Introduction: The receptor tyrosine kinase c-MET displays aberrant activation in the malignant phenotype of various tumors, and thus, has drawn considerable attention as drug target for cancer therapy. Many c-MET inhibitors are now under clinical investment, and one of them - Cabozantinib - has been approved by US FDA in 2012 for the treatment of medullary thyroid cancer, which further proved the feasibility of c-MET inhibition method in cancer therapy.

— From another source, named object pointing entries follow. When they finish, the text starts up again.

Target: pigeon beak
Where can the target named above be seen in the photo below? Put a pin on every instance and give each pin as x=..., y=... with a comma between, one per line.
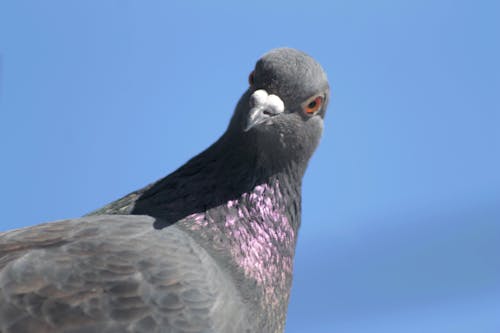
x=262, y=108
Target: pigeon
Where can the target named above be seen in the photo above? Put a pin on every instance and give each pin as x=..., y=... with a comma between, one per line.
x=207, y=249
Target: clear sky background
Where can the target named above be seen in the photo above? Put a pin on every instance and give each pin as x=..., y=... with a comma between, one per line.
x=401, y=202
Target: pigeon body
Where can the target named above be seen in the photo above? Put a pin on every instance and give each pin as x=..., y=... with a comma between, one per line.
x=209, y=248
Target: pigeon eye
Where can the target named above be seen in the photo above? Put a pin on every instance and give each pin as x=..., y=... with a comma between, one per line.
x=312, y=106
x=251, y=78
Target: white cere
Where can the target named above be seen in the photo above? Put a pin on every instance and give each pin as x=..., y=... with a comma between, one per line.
x=260, y=98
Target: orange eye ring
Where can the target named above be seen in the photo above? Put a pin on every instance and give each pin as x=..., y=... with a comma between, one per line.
x=251, y=78
x=312, y=105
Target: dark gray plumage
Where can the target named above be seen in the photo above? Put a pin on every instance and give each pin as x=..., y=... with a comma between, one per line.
x=209, y=248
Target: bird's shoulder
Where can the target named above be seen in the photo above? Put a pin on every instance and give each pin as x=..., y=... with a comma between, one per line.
x=112, y=273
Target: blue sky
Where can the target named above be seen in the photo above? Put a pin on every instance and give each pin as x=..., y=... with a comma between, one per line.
x=401, y=221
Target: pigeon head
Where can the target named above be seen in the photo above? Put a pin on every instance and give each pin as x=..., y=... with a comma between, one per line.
x=281, y=114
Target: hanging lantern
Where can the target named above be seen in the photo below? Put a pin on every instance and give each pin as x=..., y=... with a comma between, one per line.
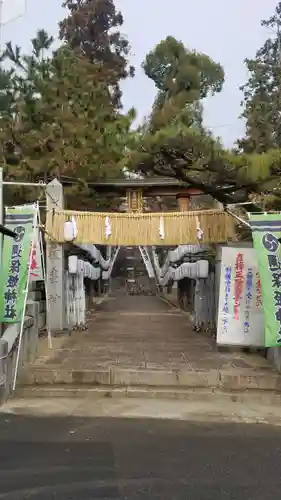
x=73, y=264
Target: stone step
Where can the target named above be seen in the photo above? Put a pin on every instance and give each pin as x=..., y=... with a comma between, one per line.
x=270, y=398
x=236, y=380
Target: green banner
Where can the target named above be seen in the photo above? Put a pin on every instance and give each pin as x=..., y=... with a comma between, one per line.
x=15, y=262
x=266, y=231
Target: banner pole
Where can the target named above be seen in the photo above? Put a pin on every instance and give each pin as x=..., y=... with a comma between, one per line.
x=49, y=334
x=25, y=296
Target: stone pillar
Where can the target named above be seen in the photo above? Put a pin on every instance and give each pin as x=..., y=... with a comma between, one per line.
x=56, y=315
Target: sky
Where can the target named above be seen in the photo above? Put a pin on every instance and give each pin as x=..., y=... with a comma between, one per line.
x=227, y=30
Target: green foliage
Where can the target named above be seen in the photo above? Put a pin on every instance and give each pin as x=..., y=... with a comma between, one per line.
x=92, y=30
x=262, y=93
x=182, y=78
x=63, y=123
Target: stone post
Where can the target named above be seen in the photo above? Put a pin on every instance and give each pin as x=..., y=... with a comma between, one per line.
x=56, y=315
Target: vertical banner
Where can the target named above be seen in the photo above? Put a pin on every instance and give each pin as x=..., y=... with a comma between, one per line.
x=266, y=231
x=240, y=310
x=16, y=256
x=36, y=271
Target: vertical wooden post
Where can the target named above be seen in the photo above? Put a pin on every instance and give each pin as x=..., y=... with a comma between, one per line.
x=183, y=202
x=55, y=265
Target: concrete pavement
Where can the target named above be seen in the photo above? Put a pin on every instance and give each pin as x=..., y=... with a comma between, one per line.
x=144, y=343
x=69, y=458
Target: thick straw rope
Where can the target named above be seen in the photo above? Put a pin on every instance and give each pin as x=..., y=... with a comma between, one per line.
x=143, y=228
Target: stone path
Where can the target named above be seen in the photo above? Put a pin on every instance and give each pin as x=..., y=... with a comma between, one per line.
x=144, y=333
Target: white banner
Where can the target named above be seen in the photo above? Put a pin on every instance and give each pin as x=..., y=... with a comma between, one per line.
x=240, y=314
x=36, y=271
x=147, y=261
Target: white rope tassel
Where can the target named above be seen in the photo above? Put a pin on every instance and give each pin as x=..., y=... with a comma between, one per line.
x=161, y=228
x=198, y=228
x=75, y=230
x=107, y=227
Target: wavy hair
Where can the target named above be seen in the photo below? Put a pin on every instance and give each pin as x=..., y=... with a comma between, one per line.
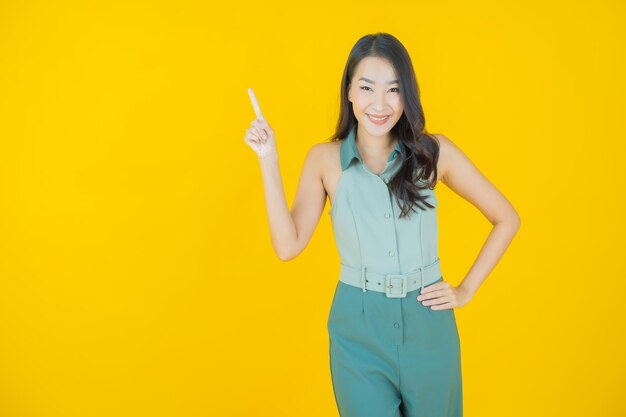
x=420, y=163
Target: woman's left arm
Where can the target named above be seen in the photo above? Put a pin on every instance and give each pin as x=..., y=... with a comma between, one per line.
x=458, y=172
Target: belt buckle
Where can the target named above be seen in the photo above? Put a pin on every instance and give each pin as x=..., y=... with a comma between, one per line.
x=389, y=285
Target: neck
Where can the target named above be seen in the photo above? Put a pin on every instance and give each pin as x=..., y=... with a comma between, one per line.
x=374, y=145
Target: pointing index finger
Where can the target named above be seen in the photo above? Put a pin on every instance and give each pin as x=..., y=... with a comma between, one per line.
x=255, y=104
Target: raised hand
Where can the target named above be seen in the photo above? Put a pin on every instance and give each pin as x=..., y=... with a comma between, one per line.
x=260, y=135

Areas covered: This article briefly outlines the role of c-MET in oncogenesis and provides a broad overview of the assays used to characterize new inhibitors. Then, a series of representative small-molecule inhibitors of c-MET, especially from the published patent literature from 2011 to 2013, are recorded. Herein, the challenges in the kinase inhibitor design, such as the inhibitor selectivity and resistance mutations, are also discussed.
Expert opinion: Up to now, at least 17 inhibitors of c-MET are under clinical evaluation, and several agents exhibit encouraging results. Thus, inhibiting c-MET signaling has major therapeutic value in cancer therapy. Focus on the selectivity of both types of inhibitors, with potent selectivity or multi-targets, have demonstrated antitumor efficacy. The network pharmacology and clinical trials integrated would provide powerful tools to further evaluate the superiority of both inhibitors in continued efficacy and toxicity.